Half-quizzically, half-inquisitively, the young man put the question, lounging on the rocks and looking up into Lois's face. Tom grew impatient. But Lois was too humble and simple-minded to fall into the snare laid for her. I think she had a half-discernment of a hidden intent under Mr. Lenox's words; nevertheless in the simple dignity of truth she disregarded it, and did not even blush, either with consciousness or awkwardness. She was a little amused.

"I suppose experience will have to be your teacher, as it is other people's."

"I have heard so; I never saw anybody who had learned much that way."

"Come, George, that's ridiculous. Learning by experience is proverbial," said Tom.

"I know!--but it's a delusion nevertheless. You sprain your ankle among these stones, for instance. Well--you won't put your foot in that particular hole again; but you will in another. That's the way you do, Tom. But to return--Miss Lothrop, what has experience done for you in the Isles of Shoals?"

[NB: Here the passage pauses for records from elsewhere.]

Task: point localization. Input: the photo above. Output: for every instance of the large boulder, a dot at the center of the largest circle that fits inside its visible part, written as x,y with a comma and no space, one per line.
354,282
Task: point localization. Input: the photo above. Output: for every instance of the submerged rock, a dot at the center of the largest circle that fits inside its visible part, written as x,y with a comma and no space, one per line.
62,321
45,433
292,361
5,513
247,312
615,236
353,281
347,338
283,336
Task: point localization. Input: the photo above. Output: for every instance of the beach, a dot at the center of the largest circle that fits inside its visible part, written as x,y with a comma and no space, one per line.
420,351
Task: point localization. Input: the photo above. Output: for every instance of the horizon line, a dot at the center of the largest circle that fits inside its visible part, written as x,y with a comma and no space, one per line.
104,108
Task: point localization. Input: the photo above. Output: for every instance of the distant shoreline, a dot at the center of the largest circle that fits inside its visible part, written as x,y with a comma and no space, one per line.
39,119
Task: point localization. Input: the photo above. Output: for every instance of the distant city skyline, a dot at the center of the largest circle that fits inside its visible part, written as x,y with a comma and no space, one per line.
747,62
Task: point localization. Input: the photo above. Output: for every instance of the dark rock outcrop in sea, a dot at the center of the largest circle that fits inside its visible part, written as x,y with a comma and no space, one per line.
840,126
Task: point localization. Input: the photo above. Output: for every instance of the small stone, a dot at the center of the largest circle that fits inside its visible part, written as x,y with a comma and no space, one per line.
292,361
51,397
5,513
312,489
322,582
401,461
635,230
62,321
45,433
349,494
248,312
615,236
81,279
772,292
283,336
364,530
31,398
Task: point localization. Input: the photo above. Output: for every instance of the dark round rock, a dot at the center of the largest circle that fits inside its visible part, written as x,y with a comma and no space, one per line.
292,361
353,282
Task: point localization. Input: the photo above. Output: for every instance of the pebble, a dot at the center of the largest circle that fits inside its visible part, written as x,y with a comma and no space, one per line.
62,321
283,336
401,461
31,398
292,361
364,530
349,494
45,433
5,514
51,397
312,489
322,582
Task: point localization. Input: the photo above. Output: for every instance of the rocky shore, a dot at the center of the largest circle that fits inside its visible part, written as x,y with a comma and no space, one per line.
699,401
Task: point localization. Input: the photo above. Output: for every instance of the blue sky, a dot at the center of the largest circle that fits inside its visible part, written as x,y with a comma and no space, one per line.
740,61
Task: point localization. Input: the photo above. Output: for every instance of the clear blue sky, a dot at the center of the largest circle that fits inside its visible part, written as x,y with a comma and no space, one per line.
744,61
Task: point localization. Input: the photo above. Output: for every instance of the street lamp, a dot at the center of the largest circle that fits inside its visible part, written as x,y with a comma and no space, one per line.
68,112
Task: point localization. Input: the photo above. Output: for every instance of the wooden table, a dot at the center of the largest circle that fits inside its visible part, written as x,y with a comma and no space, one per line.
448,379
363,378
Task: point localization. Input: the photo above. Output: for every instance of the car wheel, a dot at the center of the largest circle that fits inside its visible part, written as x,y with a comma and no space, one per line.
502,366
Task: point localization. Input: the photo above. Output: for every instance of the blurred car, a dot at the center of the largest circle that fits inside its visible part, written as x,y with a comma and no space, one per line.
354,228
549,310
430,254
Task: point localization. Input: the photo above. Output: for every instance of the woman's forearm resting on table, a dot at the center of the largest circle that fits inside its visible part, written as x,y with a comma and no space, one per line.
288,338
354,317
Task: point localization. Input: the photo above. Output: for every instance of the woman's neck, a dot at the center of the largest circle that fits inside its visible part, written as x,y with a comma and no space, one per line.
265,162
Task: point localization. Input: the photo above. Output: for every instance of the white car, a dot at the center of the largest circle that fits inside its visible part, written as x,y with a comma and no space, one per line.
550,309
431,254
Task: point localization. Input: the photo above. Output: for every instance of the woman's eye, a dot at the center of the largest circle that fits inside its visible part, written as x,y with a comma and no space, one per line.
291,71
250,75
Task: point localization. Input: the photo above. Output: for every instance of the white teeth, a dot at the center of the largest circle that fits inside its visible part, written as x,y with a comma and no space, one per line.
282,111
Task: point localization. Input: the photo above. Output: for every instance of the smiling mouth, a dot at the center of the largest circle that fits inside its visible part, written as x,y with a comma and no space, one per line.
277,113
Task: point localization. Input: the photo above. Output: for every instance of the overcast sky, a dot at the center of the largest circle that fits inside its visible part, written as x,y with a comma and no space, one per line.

"I have not had much yet."

"Does it pay to come here?"

"I think it does."

"How came anybody to think of coming here at first? that is what I should like to know. I never saw a more uncompromising bit of barrenness. Is there no desolation anywhere else, that men should come to the Isles of Shoals?"

"There was quite a large settlement here once," said Lois.

"Indeed! When?"

"Before the war of the revolution. There were hundreds of people; six hundred, somebody told me."

"What became of them?"

"Well," said Lois, smiling, "as that is more than a hundred years ago, I suppose they all died."

"And their descendants?--"

"Living on the mainland, most of them. When the war came, they could not protect themselves against the English."

"Fancy, Tom," said Lenox. "People liked it so well on these rocks, that it took ships of war to drive them away!"

"The people that live here now are just as fond of them, I am told."

"What earthly or heavenly inducement?--"

"Yes, I might have said so too, the first hour of my being here, or the first day. The second, I began to understand it."

"Do make me understand it!"

"If you will come here at five o'clock to-morrow, Mr. Leno--xin the morning, I mean,--and will watch the wonderful sunrise, the waking up of land and sea; if you will stay here then patiently till ten o'clock, and see the changes and the colours on everything--let the sea and the sky speak to you, as they will; then they will tell you--all you can understand!"

"All I can understand. H'm! May I go home for breakfast?"

"Perhaps you must; but you will wish you need not."

"Will you be here?"

"No," said Lois. "I will be somewhere else."

"But I couldn't stand such a long talk with myself as that," said the young man.

"It was a talk with Nature I recommended to you."

"All the same. Nature says queer things if you let her alone."

"Best listen to them, then."

"Why?"

"She tells you the truth."

"Do you like the truth?"

"Certainly. Of course. Do not you?"

"_Always?_"

"Yes, always. Do not you?"

"It's fearfully awkward!" said the young man.

"Yes, isn't it?" Tom echoed.

"Do you like falsehood, Mr. Lenox?"

"I dare not say what I like--in this presence. Miss Lothrop, I am very much afraid you are a Puritan."

"What is a Puritan?" asked Lois simply.

"He doesn't know!" said Tom. "You needn't ask him."

"I will ask you then, for I do not know. What does he mean by it?"